In 2011, she initiated the long-term book project, Social Fabric Earth Return, which addresses themes of interconnectedness and was published in 2021. Released in conjunction with an exhibition of the same name during Gallery Weekend Berlin, the publication features contributions by CA Conrad, Rirkrit Tiravanija, The Wooster Group, and other artists from around the world. Since then, she has developed textile installations that sometimes incorporate elements of film and performance.

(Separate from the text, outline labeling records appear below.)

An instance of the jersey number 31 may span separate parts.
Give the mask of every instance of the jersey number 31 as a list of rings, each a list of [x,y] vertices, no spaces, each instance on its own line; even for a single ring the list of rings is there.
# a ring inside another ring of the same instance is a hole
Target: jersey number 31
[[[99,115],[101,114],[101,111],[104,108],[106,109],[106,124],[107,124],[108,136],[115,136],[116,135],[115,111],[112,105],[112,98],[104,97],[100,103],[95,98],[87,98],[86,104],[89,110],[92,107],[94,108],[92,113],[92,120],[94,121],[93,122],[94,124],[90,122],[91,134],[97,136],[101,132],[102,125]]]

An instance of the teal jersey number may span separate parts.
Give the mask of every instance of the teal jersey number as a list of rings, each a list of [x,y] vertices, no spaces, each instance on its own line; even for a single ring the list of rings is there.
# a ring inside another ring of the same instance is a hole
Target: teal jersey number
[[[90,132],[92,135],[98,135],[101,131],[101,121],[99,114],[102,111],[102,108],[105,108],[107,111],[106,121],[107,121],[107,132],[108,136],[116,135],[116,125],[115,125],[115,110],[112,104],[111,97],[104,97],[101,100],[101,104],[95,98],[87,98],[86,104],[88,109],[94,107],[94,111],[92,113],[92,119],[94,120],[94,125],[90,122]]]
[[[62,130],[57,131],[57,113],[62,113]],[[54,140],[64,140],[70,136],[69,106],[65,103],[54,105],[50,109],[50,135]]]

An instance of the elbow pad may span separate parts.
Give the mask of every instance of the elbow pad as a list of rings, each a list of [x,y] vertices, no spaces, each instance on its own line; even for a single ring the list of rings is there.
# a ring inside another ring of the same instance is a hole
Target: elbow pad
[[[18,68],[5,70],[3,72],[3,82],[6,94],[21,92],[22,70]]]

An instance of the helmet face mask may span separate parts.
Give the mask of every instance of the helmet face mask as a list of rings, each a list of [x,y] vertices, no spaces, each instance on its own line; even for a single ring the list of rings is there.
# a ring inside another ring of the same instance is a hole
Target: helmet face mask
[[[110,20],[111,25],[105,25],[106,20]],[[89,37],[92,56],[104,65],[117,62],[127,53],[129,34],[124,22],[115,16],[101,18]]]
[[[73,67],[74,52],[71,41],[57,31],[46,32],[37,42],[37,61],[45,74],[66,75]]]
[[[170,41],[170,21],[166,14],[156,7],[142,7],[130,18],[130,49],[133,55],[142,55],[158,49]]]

Also in 2021 she started a series of collectively woven tapestries using a late 19th-century wooden loom. Her practice is influenced by exchanges with weaving communities in the Andes and engages with materials, authorship and forms of connection.

==Collaborations==
Her work in costume design and performance informs the collaborative and performative aspects of her practice. She created the costumes for William Forsythe's Decreation in 2003 and for The Wooster Group's production of Hamlet in 2007. Among others she became a frequent collaborator of the choreographer Meg Stuart, creating costumes for Sketches/Notebook in 2013,Hunter in 2014, and Glitch Witch in 2024.

==Fashion (1998–2011)==
In 1998, she founded two fashion labels, the eponymous Claudia Hill and The Number After 10, both of which were presented and sold in Japan, the US and Europe, at her own store, and high-end boutiques, such as Barneys New York and Fred Segal as well as exclusively at private salons in limited editions. Her New York Fashion Week. shows were deemed unconventional and took the form of performances or installations, often in collaboration with other artists, such as Asymptote Architecture or Skúli Sverrisson.